それにしても、津々浦々日本の住宅建築は猫も杓子もガルバリウムを代表とする金属の屋根ばかりになってしまった!
素材としての質感やエイジングの美しさでいうと当然物足りないが、絶対的な予算の問題、構造的な必然性、またはデザイン面での柔軟性…など、様々な理由がある。
文化財や国宝、社寺、伝建地区などの建築は別として、いま和瓦を採用する必然性がないのが問題。
この“必然性”を創る仕事が大切。
日本の建築景観の魅力のなさは、その固有の歴史・伝統・民族性・精神性…をベースにして本来具わるべき“美意識”の完全なる欠落が原因。
文化立国たるべき重要な三術のうち、学術・技術を優先し過ぎ、芸術を置き去りにしてしまった弊害は、住宅行政だけにとどまらずとてつもなく大きい!

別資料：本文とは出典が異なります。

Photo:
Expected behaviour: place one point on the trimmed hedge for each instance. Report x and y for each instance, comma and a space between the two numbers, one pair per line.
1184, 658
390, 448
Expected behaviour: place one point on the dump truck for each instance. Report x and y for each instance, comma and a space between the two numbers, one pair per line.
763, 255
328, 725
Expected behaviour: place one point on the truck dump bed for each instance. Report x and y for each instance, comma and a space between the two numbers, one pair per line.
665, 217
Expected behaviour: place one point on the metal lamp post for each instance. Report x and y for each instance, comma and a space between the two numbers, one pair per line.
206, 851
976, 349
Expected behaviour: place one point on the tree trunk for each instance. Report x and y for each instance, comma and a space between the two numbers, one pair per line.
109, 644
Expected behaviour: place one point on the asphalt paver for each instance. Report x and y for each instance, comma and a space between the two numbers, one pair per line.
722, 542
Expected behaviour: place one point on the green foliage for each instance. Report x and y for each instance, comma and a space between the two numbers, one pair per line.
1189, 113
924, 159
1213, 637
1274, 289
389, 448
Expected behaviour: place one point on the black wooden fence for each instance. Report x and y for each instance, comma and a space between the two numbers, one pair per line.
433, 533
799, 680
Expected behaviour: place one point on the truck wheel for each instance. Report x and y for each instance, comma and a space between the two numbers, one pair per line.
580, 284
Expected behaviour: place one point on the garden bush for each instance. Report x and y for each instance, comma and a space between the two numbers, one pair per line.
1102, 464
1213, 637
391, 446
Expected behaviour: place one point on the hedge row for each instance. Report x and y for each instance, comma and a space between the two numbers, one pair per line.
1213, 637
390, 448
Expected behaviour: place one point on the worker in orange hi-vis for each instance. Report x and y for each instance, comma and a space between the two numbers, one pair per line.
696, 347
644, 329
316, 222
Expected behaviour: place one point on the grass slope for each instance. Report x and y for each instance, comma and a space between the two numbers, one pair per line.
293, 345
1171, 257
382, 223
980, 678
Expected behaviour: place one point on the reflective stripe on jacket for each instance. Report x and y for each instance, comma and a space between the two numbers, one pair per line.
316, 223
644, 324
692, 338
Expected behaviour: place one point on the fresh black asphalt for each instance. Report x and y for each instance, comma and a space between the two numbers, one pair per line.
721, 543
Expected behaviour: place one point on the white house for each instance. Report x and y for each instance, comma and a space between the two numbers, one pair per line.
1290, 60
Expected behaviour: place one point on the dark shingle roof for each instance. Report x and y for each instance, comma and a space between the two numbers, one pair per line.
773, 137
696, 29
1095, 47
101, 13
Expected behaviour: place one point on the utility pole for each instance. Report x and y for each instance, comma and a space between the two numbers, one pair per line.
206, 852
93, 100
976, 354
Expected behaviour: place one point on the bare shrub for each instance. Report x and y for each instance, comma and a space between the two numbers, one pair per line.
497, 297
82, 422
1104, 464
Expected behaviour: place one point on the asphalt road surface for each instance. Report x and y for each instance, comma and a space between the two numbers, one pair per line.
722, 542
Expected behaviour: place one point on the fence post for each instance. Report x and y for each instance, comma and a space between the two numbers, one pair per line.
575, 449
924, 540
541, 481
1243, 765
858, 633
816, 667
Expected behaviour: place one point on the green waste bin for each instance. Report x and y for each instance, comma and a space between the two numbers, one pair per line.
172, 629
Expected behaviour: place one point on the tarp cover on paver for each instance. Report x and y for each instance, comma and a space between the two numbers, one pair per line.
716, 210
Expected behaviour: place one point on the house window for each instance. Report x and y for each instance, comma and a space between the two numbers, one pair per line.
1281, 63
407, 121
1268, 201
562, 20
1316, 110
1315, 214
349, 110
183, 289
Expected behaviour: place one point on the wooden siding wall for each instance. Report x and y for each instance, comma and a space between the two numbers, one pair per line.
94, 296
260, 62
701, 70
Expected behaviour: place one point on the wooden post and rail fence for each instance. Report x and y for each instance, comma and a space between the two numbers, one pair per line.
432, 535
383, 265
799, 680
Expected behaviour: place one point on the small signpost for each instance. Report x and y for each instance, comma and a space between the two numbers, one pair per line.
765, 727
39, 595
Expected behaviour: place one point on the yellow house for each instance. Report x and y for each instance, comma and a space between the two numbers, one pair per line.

大工、左官はじめ、歴史と伝統とリアルな経験値に基づき五感全部で素材を知り尽くした家づくりのプロフェッショナルが、絶対的に“こうあるべき”という家づくりが今叶わないという大いなる矛盾に満ちている。
瓦師と瓦葺き師が絶対的に”屋根は瓦たるべき“といくら思えど、それが実現しないのは何故か?
やはりいま必然性がない。
三術の備わった“日本的美しさ”というものを建築に取り戻したい。
そこには佇まい美しい和瓦屋根が、一つの”必然“の選択肢として土俵にあがる機会が増えるはず!
衣食住すべてにおいてミニマムな志向が主流となり、家族構成や暮らし方、人生観をベースにした将来展望も含め、シンプルでナチュラルかつ質素、しかしセンシティブで物語とコンセプトに溢れ、時宜を得た“自分”を表現できる一つの洗練されたファッションとしての住宅(暮らし方)の在り方が求められるなか、小さくとも凛とした佇まいで魅せ、エイジングが美しく、圧倒的な耐久性をもって環境負荷も小さい、瓦屋根の家が増えればいいと思う。
日本の家も人も景観も、something else(大いなるもの)の意思と摂理に従い本来もっと美しくあるはず…“必然性”は言い換えればあるべき“自然”の姿へと還るだけのような気がする。
難しいことを書きましたが、大きくても小さくてもシンプルに“美しい”と思える、現代感性の琴線に触れる仕様やデザインの瓦と屋根を創っていきたい。